In his longstanding group work with Blue Mountain and in his subsequent solo efforts, Cary Hudson has always reflected his Mississippi upbringing in some form or fashion, whether by musical inference, turn of phrase or rural perspective. On "Mississippi Moon," his latest solo album, Hudson translates the title conceptually and literally; the album was recorded in Hudson's home state, produced by fellow homeboy and former Squirrel Nut Zipper James "Jimbo" Mathus and realized during three full moon cycles last summer.
With all that Magnolia State mojo hanging in the air, it's tempting to imagine that Hudson might work out some of his Delta roots on "Mississippi Moon." Alas, it's not to be. The album starts off with loping folk of Long Lost Friend, which melodically skirts the edges of Dr. Hook's Cover of the Rolling Stone while trotting out every conceivable dead-friend lyrical cliché; it's an interesting track, but doesn't seem strong enough to bat lead off.
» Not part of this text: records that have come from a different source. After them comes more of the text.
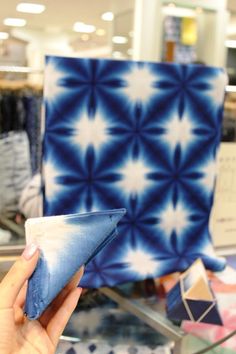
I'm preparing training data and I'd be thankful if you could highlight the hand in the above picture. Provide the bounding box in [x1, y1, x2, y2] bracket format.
[0, 245, 83, 354]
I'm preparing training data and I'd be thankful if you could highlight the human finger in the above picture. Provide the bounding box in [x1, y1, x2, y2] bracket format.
[47, 288, 82, 346]
[39, 267, 84, 327]
[15, 281, 28, 307]
[0, 244, 39, 309]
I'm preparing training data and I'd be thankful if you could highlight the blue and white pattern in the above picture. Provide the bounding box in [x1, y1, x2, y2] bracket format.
[24, 209, 126, 319]
[43, 56, 226, 287]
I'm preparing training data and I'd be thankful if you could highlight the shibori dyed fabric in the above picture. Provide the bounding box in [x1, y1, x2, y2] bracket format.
[25, 209, 125, 319]
[43, 56, 227, 287]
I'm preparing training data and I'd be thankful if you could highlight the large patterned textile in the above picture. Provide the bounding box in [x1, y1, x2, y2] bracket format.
[43, 56, 226, 287]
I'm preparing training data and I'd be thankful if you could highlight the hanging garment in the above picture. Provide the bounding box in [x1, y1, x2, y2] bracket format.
[0, 86, 42, 174]
[0, 131, 31, 218]
[43, 56, 227, 287]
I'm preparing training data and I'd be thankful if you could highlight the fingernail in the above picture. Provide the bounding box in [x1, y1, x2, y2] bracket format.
[22, 243, 38, 261]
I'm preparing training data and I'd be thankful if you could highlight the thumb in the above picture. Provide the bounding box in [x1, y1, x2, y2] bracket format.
[0, 244, 39, 309]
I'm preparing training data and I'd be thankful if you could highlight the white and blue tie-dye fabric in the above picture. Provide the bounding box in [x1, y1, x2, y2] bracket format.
[43, 56, 226, 287]
[25, 209, 125, 319]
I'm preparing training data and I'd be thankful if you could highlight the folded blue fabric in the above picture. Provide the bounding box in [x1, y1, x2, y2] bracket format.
[25, 209, 125, 319]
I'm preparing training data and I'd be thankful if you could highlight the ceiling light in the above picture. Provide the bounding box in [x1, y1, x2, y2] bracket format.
[3, 17, 26, 27]
[16, 2, 45, 14]
[96, 28, 106, 37]
[225, 39, 236, 48]
[112, 36, 128, 44]
[0, 32, 9, 39]
[225, 85, 236, 92]
[101, 12, 114, 21]
[127, 48, 133, 55]
[112, 51, 123, 59]
[0, 65, 32, 73]
[162, 6, 196, 18]
[73, 22, 96, 33]
[80, 33, 90, 42]
[196, 6, 203, 15]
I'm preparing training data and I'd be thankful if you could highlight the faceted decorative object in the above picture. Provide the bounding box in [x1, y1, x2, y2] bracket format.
[167, 259, 222, 326]
[25, 209, 125, 319]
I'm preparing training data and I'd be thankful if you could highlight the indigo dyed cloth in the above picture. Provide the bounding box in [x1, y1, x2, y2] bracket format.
[25, 209, 125, 319]
[43, 56, 227, 287]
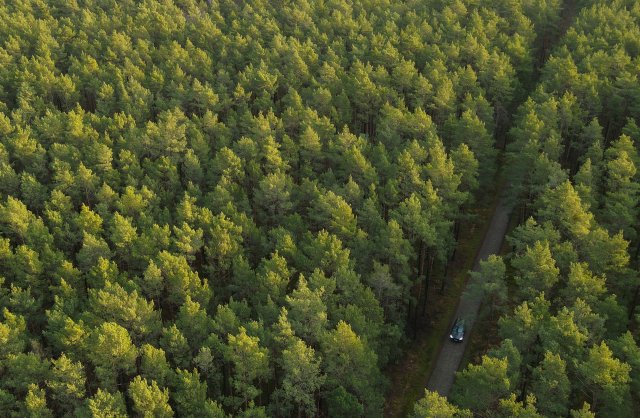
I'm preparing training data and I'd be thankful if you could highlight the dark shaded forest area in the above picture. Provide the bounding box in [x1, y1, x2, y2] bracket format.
[0, 0, 640, 417]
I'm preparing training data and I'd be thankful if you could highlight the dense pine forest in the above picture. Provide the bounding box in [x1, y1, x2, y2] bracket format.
[0, 0, 640, 418]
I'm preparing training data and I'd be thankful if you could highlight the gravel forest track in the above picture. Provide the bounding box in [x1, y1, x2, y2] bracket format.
[427, 196, 511, 396]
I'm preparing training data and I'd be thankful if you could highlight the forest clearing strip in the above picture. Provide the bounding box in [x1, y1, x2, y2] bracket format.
[385, 186, 501, 417]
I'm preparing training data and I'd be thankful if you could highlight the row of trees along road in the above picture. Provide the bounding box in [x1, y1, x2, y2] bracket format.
[415, 1, 640, 417]
[0, 0, 568, 417]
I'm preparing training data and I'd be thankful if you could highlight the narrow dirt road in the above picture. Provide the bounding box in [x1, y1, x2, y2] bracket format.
[427, 197, 511, 396]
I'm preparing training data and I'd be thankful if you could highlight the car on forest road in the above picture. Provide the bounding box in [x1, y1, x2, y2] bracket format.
[449, 318, 465, 343]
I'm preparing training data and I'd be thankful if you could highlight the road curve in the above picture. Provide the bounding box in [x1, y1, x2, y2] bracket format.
[427, 197, 511, 396]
Mississippi Country Girl works a similar angle with similar results; at this point, there's more pop Americana shine than Deep South voodoo happening on "Mississippi Moon." Hudson comes close on the Appalachian-haunted Banks of Edisto, the tradition-tinged country blues of Hobo's Lullaby, the gritty swamp reverb of Velvet Elvis and the early electric Dylan hustle of Rockin' Blues and the heartland lope of Broke Down and Busted.
The performances here are all good and loose, befitting the sessions that spawned them, but Hudson might have done well to tighten up the actual songs first. Hudson has some great albums in his catalog, but "Mississippi Moon" is merely good.